Yasujirō Ozu tends to be known by reputation as a restrained, despondent dramatist — and not, regrettably, as one of the rare artists immaculately in tune with the psychology, behavior and energy of children. His 1932 silent comedy I Was Born, But... is a delectable slice of humor, humanism, and social satire, grounded by an exceptional insight into the verbal and physical language of grade-school boys and brought to life by pitch-perfect performances a cast of young actors. In Good Morning, his characteristically sedate, loose remake of the aforementioned silent film, Ozu revisits similar thematic territory from the wizened perspective of his postwar films. Now with the tools of full audio and Technicolor at his disposal, Ozu spins a social and emotional tapestry from a 1950s Tokyo suburb in which two young brothers, desperate for their own TV set, take a vow of silence in protest against the frivolous speech of adult society.
Amidst a landscape of economic upheaval and social repression, Ozu — whose 1953 drama Tokyo Story was voted the greatest film of all time in Sight & Sound’s 2012 poll of filmmakers — celebrates the bluntness and emotional naïveté of his child characters, and is not above indulging their fondness for flatulence-driven humor from the very first scene. At the same time, the film suggests darker social undercurrents the likes of which Leave It to Beaver wouldn’t dare touch: housewives gossip and cast aspersions on one another, salarymen struggle to maintain their middle-class lifestyles, hurtful words are exchanged between family members. The new Criterion Collection disc is remastered in beautiful 4K definition, and among several featurettes includes I Was Born, But… in its entirety. Above all else, the two films together stand as powerful testament to the shared experience of boyhood across generations and cultures alike.
Though Terry Zwigoff‘s 2001 dark comedy Ghost World may hail from this century, its spirit belongs unmistakably to the 1990s. Apathetic teens, postmodern nihilism, suburban malaise, local video stores, and Thora Birch — playing a far more layered and interesting variant of her alienated high schooler from American Beauty – all mark the film as a distinct cultural product of pre-9/11 America. And yet, as the 2010s approach their waning years and a new generation of culturally displaced youths comes of age, Ghost World seems as poignant now in its ode to outcasts, losers, loners and misfits as it’s ever been.

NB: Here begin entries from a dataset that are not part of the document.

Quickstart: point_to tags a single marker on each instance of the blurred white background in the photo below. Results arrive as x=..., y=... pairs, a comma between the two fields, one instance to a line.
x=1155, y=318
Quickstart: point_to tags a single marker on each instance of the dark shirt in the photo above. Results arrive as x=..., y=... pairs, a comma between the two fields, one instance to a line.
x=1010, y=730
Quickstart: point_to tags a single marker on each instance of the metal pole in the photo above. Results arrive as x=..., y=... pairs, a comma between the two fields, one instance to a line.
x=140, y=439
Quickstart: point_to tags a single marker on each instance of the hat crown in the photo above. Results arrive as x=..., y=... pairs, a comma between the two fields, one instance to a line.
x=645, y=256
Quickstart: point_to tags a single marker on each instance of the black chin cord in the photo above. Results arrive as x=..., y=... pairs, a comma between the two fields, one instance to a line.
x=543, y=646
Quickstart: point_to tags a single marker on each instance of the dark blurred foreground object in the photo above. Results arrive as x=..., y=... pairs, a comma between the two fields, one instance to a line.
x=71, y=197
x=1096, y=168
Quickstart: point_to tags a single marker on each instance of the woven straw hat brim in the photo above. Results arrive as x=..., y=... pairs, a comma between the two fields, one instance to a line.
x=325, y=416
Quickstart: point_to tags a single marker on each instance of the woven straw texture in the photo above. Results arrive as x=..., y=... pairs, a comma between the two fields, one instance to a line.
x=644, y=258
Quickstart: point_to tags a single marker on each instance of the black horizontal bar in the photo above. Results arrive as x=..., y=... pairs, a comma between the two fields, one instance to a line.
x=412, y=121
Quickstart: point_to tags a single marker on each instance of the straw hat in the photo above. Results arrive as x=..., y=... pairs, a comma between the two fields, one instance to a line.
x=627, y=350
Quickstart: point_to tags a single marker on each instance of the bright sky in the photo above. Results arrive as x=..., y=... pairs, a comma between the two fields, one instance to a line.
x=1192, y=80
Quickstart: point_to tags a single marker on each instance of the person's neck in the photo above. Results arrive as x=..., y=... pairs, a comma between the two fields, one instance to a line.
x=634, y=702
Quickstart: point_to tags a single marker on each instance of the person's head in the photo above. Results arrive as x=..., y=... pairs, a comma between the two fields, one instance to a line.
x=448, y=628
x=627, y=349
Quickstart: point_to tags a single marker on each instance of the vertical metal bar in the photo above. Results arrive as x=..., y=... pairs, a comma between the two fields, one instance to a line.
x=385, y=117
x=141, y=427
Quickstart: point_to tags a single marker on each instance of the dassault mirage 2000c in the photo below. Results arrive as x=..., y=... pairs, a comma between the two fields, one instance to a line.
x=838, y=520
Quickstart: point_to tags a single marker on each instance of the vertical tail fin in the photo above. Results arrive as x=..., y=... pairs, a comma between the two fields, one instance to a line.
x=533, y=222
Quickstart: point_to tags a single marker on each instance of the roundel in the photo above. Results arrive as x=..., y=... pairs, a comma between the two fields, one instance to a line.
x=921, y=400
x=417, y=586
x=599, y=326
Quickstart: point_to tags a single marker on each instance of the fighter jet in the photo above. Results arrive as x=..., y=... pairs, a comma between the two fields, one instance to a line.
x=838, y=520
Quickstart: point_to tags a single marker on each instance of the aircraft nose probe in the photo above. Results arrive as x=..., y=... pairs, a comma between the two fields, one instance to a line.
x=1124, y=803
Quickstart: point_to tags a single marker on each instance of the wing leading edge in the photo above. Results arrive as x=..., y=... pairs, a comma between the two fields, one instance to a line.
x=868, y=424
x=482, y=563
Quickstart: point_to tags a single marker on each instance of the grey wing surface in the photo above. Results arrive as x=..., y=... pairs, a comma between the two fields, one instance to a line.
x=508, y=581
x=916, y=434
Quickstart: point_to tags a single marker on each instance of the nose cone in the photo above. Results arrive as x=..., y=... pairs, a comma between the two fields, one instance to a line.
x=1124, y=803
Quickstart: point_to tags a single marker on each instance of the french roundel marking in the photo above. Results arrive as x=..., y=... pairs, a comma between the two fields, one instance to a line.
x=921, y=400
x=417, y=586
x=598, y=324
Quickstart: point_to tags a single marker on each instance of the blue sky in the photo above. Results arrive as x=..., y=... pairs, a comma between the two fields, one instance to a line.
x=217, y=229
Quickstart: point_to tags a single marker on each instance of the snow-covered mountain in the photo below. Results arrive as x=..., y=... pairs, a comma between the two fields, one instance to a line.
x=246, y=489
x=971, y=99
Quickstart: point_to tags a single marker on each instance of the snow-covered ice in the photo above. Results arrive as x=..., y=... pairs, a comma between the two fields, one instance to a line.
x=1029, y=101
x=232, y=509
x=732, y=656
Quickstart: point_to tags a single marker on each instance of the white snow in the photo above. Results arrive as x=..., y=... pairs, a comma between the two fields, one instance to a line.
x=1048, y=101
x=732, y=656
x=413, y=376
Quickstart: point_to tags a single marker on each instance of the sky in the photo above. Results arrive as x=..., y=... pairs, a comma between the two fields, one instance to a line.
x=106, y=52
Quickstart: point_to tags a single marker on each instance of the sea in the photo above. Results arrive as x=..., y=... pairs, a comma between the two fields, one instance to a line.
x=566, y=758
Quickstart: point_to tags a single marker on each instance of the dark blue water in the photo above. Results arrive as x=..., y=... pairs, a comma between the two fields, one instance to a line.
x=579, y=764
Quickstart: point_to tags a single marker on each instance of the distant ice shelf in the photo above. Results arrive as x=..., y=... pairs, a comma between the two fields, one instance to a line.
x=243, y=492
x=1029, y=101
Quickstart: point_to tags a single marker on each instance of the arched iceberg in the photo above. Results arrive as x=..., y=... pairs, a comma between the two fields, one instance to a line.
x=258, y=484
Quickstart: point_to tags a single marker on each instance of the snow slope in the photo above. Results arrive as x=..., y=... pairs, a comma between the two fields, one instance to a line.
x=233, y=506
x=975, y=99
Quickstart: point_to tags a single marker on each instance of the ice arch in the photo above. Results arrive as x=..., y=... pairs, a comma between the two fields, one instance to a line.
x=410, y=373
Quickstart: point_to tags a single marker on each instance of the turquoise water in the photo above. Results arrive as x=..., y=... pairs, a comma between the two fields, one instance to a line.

Adapted by Zwigoff and Daniel Clowes from Clowes’ graphic novel of the same name, the film follows wayward high school graduate Enid (Birch) as she spends her last summer before adulthood pulling pranks with her BFF Becky (Scarlett Johansson, in a time when she was allowed to inhabit flesh-and-blood humans on the screen) and forming an unlikely bond with eccentric and desperately lonely middle-aged record collector Seymour (a meek, heartbreaking Steve Buscemi). The film drips with Zwigoff’s characteristic cynicism and misanthropy, as an angry and confused Enid rails against the evils of consumer culture, political correctness, sexual repression, capitalist enterprise, everyday stupidity, and the general scourge of inauthenticity. But hidden within the sardonic sea of bile is a creeping pathos, a heartbreaking portrait of loneliness seen through eyes both young and old, which culminates in a quietly devastating finale. This edition from the Criterion Collection includes new commentaries and featurettes with Zwigoff and Clowes, and even printed excerpts from the original Ghost World graphic novel.